J'ouvris mon cartable et sortit la boule de poil. Il secoua son pelage noir et partit dans ma chambre : il allait sûrement dormir sur mon lit, désormais défait. Je mis mon sac sur mon dos et quittai la maison, laissant mon meilleur ami derrière moi.

Je marchais, tête baissée, en direction de l'école. Les rires de mes camarades de classe se rapprochaient. Avais-je fait le bon choix ? Polochon allait peut être faire des bêtises... Je levai la tête et tombai nez à nez avec Bruce, ce qui effaça immédiatement Polochon de mes préoccupations.

Bruce était le garçon le plus costaud de la classe. Il passait son temps à rire des autres, surtout de moi, et j'ignore pourquoi. Il mangeait une tartine à la confiture : avait-il déjà piqué le gouter d'un des élèves ? Il devait en voler de plus en plus : ces derniers temps, il avait tendance à s'engraisser. Du haut de ses 1m30, il me regardait en riant, me crachant des miettes au visage.

« Alors, Némo ? T'as emmené ton p'tit animaux ?

- Animal, on dit animal, répondis-je tout en essuyant les miettes qu'il venait de me cracher sur mon front.

- Je m'en fiche, je dis animaux si je veux.

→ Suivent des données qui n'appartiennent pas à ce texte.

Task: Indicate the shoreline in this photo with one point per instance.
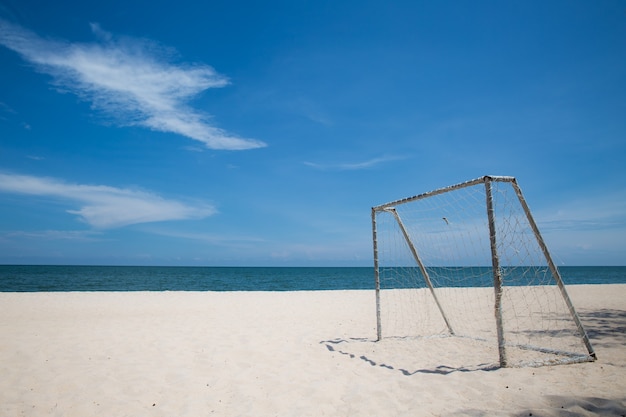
(235, 353)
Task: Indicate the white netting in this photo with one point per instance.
(450, 235)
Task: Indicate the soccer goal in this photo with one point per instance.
(468, 261)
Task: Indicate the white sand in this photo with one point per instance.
(277, 354)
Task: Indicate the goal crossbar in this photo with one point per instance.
(497, 269)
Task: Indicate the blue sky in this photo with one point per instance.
(261, 133)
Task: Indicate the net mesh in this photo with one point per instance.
(450, 236)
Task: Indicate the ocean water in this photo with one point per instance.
(33, 278)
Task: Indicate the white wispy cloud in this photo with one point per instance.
(103, 206)
(131, 80)
(352, 166)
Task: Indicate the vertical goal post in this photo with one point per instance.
(439, 248)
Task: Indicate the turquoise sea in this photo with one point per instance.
(23, 278)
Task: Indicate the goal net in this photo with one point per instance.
(468, 261)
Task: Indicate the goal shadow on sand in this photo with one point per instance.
(400, 355)
(605, 327)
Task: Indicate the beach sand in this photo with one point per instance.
(309, 353)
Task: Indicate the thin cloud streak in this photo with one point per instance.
(353, 166)
(105, 207)
(128, 80)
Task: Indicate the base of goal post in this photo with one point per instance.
(468, 260)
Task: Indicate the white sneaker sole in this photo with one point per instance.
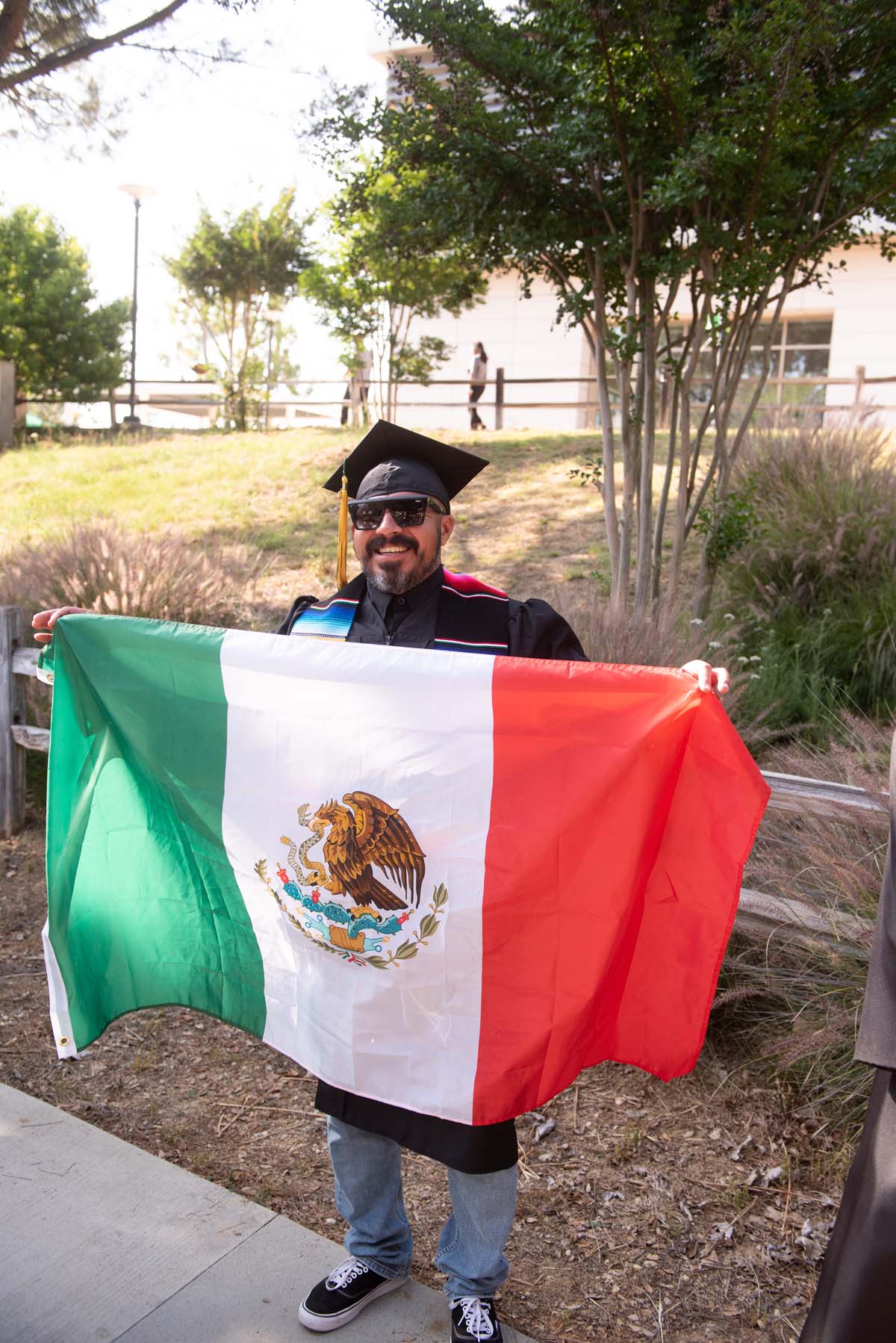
(324, 1323)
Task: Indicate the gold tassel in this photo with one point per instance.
(341, 547)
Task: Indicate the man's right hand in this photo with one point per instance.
(45, 621)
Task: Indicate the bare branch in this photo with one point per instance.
(89, 47)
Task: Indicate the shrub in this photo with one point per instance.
(817, 586)
(108, 570)
(793, 1009)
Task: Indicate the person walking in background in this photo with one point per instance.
(477, 382)
(356, 390)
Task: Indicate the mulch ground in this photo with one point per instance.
(684, 1212)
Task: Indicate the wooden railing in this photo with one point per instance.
(203, 397)
(759, 914)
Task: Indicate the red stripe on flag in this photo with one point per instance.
(623, 807)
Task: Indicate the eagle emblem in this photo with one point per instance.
(337, 899)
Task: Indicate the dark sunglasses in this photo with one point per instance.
(408, 511)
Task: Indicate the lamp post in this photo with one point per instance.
(270, 351)
(136, 193)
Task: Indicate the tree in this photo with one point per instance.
(388, 269)
(40, 38)
(237, 276)
(652, 159)
(63, 344)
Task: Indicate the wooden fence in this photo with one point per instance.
(203, 398)
(759, 915)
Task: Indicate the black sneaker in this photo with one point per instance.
(473, 1321)
(343, 1295)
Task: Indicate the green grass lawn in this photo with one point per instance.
(523, 524)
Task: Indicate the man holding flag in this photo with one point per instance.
(402, 485)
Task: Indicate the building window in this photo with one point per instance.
(801, 352)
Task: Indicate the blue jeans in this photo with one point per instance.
(367, 1171)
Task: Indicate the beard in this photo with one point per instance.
(388, 577)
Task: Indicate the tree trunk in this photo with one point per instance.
(644, 572)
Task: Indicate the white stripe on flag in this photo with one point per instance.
(60, 1018)
(311, 722)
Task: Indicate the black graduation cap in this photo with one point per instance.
(391, 459)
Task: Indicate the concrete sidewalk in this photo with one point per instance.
(101, 1241)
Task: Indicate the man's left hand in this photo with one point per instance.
(709, 677)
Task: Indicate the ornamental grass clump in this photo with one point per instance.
(788, 1006)
(104, 568)
(815, 589)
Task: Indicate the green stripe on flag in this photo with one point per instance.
(144, 907)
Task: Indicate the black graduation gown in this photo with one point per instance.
(408, 621)
(853, 1300)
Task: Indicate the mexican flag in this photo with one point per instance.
(438, 880)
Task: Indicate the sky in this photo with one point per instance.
(225, 137)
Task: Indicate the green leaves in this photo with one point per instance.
(63, 344)
(235, 276)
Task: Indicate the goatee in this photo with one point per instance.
(399, 580)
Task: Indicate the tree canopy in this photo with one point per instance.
(385, 270)
(42, 38)
(63, 344)
(675, 171)
(235, 276)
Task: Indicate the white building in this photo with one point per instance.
(829, 332)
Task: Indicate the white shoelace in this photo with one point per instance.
(346, 1274)
(476, 1318)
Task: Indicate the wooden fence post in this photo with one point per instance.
(13, 757)
(860, 385)
(499, 398)
(7, 402)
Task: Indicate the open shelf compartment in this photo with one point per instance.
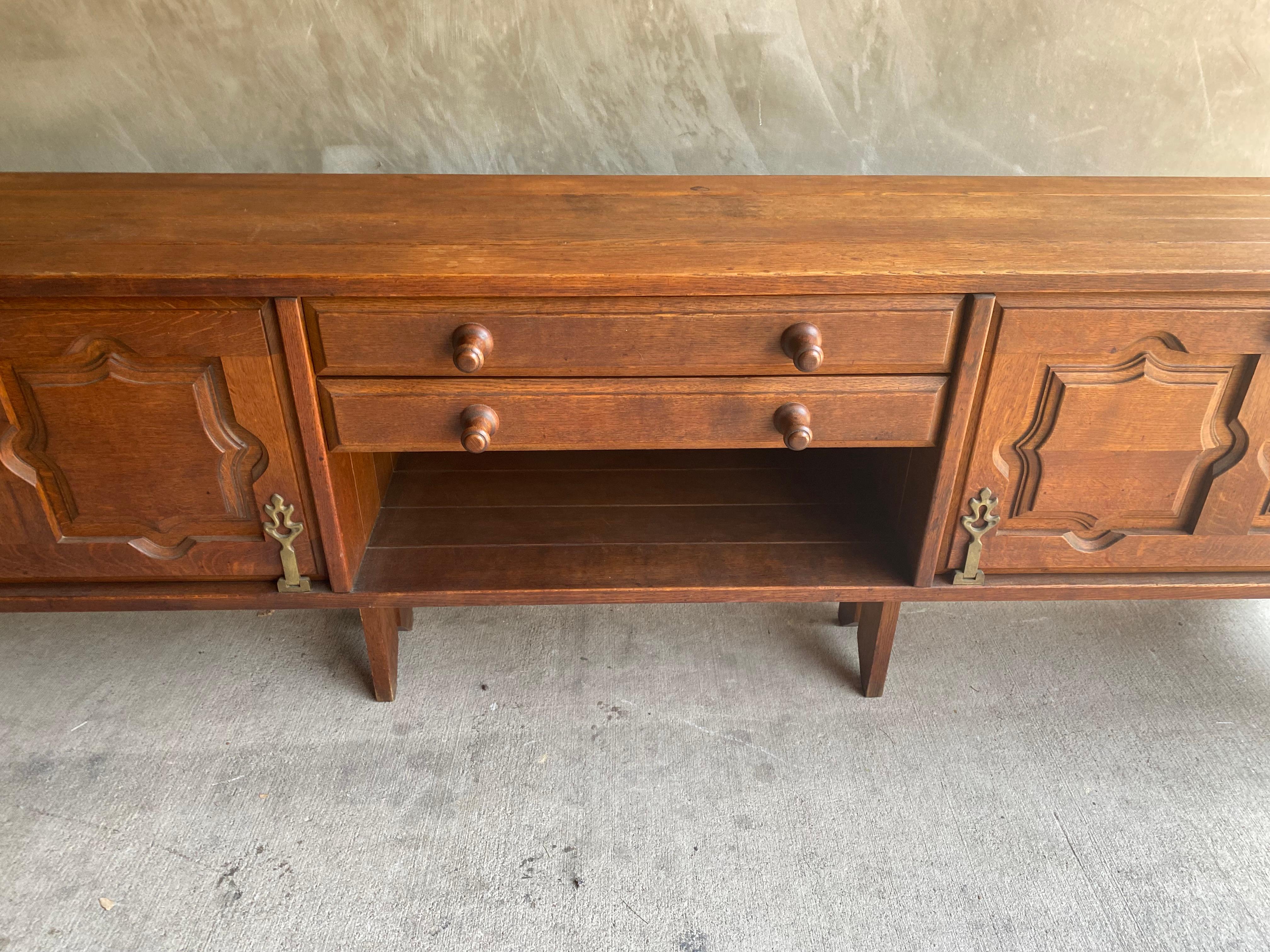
(614, 526)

Je parie que tu l'as encore caché dans ton cartable ! »

Je reculais, serrant les bretelles de mon sac contre moi. Même si Polochon n'y était pas, je ne voulais pas que Bruce et ses amis sans cervelle le fouillent.

« Eh bien, tu joues la mauviette ? Laisse-moi regarder ton sac.

- Je l'ai pas, mon chat, répliquai-je en sentant le mur de la cour se rapprocher de mon dos.

- T'en es sûr ? Laisse-moi vérifier..., pesta-t'il tout en s'approchant d'avantage.

- Non, lâche-moi !

- Enfin ! Si tu n'as rien à te reprocher, laisse-moi voir ! »

Deux de ses acolytes me saisirent par les bras et me plaquèrent face contre le mur, laissant Bruce fouiller mon cartable en toute liberté. Je me débattais, mais mes muscles étaient encore si fragiles, je ne faisais pas le poids. Pris de panique, je criai, la voix tremblotante :

« Arrête ! Je te jure que je l'ai pas, je voulais le prendre, mais Coton m'a dit non !

- Coton ? Qui c'est lui ? Ton ami imaginaire ? »

Le gros bonhomme et toute sa bande éclatèrent de rire. Ils étaient tellement hilares que les deux garçons aux gros bras lâchèrent prise pour se plier en deux sur le sol. Libéré, je refermai mon sac en vitesse et m'enfuit en courant. Je m'assis dans un coin, à l'écart. Replié sur moi-même, je fixais le lacet de ma chaussure gauche, qui était défait. Je ne voulais qu'une chose : être à la maison et manger un croissant avec Polochon ronronnant sur mes genoux. Je n'aimais pas l'école, pas du tout. Bruce y était pour quelque chose, ça, c'était certain, mais je n'aimais pas l'école. Je ne l'aimais pas, elle et sa cour immense remplie d'enfants différents de moi.

J'ouvris mon sac pour vérifier que Bruce ne m'avait rien volé. Rien n'avait disparu, il avait même laissé quelque chose, ce que je considérais comme sa signature : des miettes de pains recouvertes de confiture couleur rouge sang.

« Coucou toi ! »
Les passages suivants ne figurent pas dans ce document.